I am extremely grateful for this site containing such valuable history of Medical Units in operation during WWII in the ETO.
My late uncle was a Stretcherbearer, and saw action in France, Belgium, Holland and Germany. I believe he was attached
to the 42nd Field Hospital, but I haven't been able to confirm this because the return addresses on mail he sent home
varied from time to time. For example: Pvt. Reuben H. Field, 36268278, 422 Medical Collection Company, Camp Carson,
Colorado; Pvt. Reuben H. Field, 36268278, 422 Coll. Co. 168th Med. Bn. APO #183 c/o Postmaster, Los Angeles, Cal.;
(same name and serial #, 422 Med. Coll. Co. , Camp Cooke, Calif., (same name and serial #) Company H & S, 31st Medical
Regiment, Camp Barkeley, Texas; (same name & serial #) 422 Med. Coll. Co. (Sep) APO #403 c/o Postmaster, New York, NY.

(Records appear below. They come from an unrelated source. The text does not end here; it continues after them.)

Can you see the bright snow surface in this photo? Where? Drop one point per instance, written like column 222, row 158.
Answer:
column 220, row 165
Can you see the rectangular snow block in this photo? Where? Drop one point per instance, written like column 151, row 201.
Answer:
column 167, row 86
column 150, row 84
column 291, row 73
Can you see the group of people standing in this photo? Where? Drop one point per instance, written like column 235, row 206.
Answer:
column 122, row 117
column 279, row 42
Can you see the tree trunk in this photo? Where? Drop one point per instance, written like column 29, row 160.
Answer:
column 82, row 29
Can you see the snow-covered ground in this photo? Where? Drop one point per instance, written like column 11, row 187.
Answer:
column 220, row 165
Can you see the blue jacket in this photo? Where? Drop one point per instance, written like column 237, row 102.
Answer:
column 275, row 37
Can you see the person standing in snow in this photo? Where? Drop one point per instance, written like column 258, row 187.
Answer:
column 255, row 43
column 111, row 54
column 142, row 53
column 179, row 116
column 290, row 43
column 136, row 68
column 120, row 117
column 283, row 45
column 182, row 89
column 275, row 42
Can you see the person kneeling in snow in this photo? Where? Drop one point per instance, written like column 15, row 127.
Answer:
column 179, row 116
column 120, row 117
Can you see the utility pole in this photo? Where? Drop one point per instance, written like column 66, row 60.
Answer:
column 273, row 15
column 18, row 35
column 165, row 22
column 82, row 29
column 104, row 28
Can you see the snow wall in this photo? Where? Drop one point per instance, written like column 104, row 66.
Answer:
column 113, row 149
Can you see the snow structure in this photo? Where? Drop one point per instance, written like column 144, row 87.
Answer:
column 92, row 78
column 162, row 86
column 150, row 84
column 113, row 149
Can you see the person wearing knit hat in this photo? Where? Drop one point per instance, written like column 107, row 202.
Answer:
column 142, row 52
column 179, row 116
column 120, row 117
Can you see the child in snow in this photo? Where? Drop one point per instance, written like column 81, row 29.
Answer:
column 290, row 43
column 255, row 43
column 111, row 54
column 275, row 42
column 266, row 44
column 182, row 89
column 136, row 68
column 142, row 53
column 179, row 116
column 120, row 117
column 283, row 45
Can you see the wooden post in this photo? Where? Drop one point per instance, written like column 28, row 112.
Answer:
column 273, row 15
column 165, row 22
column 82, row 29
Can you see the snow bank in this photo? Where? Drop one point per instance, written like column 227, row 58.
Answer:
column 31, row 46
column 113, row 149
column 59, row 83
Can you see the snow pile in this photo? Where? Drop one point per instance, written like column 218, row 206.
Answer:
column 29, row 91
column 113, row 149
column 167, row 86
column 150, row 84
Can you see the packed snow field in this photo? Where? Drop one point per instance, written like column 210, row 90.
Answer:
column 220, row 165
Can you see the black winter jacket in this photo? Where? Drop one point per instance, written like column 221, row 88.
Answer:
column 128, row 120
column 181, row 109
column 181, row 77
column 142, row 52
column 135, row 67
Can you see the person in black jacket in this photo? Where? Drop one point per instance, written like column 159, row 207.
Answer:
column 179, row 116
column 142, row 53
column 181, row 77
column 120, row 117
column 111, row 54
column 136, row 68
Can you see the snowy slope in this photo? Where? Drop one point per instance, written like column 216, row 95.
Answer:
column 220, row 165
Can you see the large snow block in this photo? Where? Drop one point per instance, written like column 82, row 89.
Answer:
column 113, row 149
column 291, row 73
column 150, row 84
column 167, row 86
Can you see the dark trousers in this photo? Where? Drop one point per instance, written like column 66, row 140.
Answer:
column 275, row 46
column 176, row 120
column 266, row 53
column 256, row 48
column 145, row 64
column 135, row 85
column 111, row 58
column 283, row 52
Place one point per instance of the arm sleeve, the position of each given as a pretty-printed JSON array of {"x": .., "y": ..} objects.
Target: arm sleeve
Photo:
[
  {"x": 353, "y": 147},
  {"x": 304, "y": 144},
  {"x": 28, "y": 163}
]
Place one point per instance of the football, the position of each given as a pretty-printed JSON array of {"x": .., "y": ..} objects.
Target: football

My Uncle went to basic training at Camp Barkeley in Texas, then went to Camp Cooke in California for more training, and
then to Camp Carson, Colorado where the 42nd Field Hospital was activated on 15 July 1943 (during the time my Uncle
was there). As I have been unable to locate any information the 422 Medical Collection Company, I have a suspicion that
Reuben wrote the number this way rather than "42nd," that is, the second "2" was his designation for "nd." After Camp
Carson, Reuben departed the U.S. for England (?) on a Troop Transport out of the port of Boston. I have been copying
hundreds of my Uncle's letters to his mother and family for transfer to a disc format.
I am interested to know more about the training Stretcherbearers received. Were they trained in First Aid technique?
Were they allowed to give first care to the wounded to stop bleeding, etc., or to administer morphine? Did they work
in Field Hospitals as needed? Just how extensive were their duties? If anyone can help me in learning more about the
experiences of Stretcherbearers in WWII, I would be most grateful. My uncle received The Bronze Star for valor, The
Victory Medal, The American Theatre Ribbon, The European-African-Middle East Theatre Medal with three bronze stars,
and the Good Conduct Medal. If is ironic that after he returned home after serving during and surviving several major battles without a scratch, he drowned in a fishing accident in 1950.